Kenanga Research & Investment

Malaysia Consumer Price Index - Deflationary pressure gathers momentum as fuel prices extend declines in October

kiasutrader
Publish date: Thu, 26 Nov 2020, 11:17 AM

● Headline inflation slipped deeper into negative territory in October (-1.5%; Sep: -1.4%), below expectation (KIBB: -1.2%; consensus: -1.4%), partly due to a high base effect

− Prices continued to remain under pressure on weaker consumer spending due to the reimplementation of Conditional Movement Control Order (CMCO) in high-risk states on Oct 14th, coupled with cheaper global oil prices and electricity bill discounts.

− MoM: growth inched up marginally (0.1%; Sep: 0.0%), driven by a rebound in food prices (0.1%; Sep: -0.1).

− Core inflation: softest growth in 17 months (0.8%; Sep: 1.0%), reflecting a broader weakness in consumer demand.

● Steeper YoY decline in transport prices, and weak housing, water, electricity, gas & other fuels costs outweighed a rise in food prices

− Transport (-10.2%; Sep -9.9%): growth contraction edged lower, on the back of falling global crude oil prices (-37.8% YoY to USD37.5/bbl; Sep: -32.6% to USD41.0/bbl).
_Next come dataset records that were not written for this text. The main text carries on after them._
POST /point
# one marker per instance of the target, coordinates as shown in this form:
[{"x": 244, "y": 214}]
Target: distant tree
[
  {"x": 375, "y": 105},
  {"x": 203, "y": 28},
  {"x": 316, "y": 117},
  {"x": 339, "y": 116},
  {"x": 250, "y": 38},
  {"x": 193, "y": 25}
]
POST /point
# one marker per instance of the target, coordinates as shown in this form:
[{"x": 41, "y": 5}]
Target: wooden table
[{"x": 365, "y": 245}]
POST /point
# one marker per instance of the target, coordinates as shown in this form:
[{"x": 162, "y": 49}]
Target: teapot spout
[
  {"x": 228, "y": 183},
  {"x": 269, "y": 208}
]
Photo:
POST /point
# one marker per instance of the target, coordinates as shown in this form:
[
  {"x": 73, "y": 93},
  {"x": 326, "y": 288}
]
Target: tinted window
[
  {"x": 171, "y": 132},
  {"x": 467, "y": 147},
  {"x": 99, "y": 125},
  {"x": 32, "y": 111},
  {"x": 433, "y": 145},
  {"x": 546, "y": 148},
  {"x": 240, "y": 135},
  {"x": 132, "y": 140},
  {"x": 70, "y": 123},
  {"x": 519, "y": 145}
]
− Housing, water, electricity, gas & other fuels (-3.0%; Sep: -3.0%): fell at the same rate for the third straight month, due to continued electricity bill discounts.

− Food and non-alcoholic beverages (1.5%; Sep: 1.4%): expansion marginally improved to a four-month high, supported by an increase in prices of food at home (1.4%; Sep: 1.2%), whilst food away from home moderated to 1.8% (Sep: 1.9%).

● Slower inflation growth across most advanced and developing economies

− China (0.5%): inflation growth continued to fall, reaching its lowest level in 11 years, due to plummeting food prices.

− US (1.2%): inflation moderated as falling prices of fuel, clothing, car insurance, and medical care outweighed rising food prices and electricity costs.

− Japan (-0.4%): fell into deflationary territory for the first time in four years, due to a high base effect and a recent government campaign to encourage tourism.

● 2020 CPI forecast revised down to -1.0% from -0.7% (YTD: -1.1%; 2019: 0.7%) on the back of renewed deflationary threat amid worsening COVID-19 situation

− The government’s decision to reimpose the CMCO in most of the states in Malaysia to prevent the COVID-19 situation from becoming worse may likely hurt consumer spending in the near term. However, rising commodity prices especially oil due to vaccine hopes may help to partially reduce deflationary pressures in the coming months.

− With the continuing surge in local COVID-19 infections and the extension of CMCO measures, we assign a 50% probability that Bank Negara Malaysia (BNM) will cut rates by 25bps at the next Monetary Policy Committee meeting in January.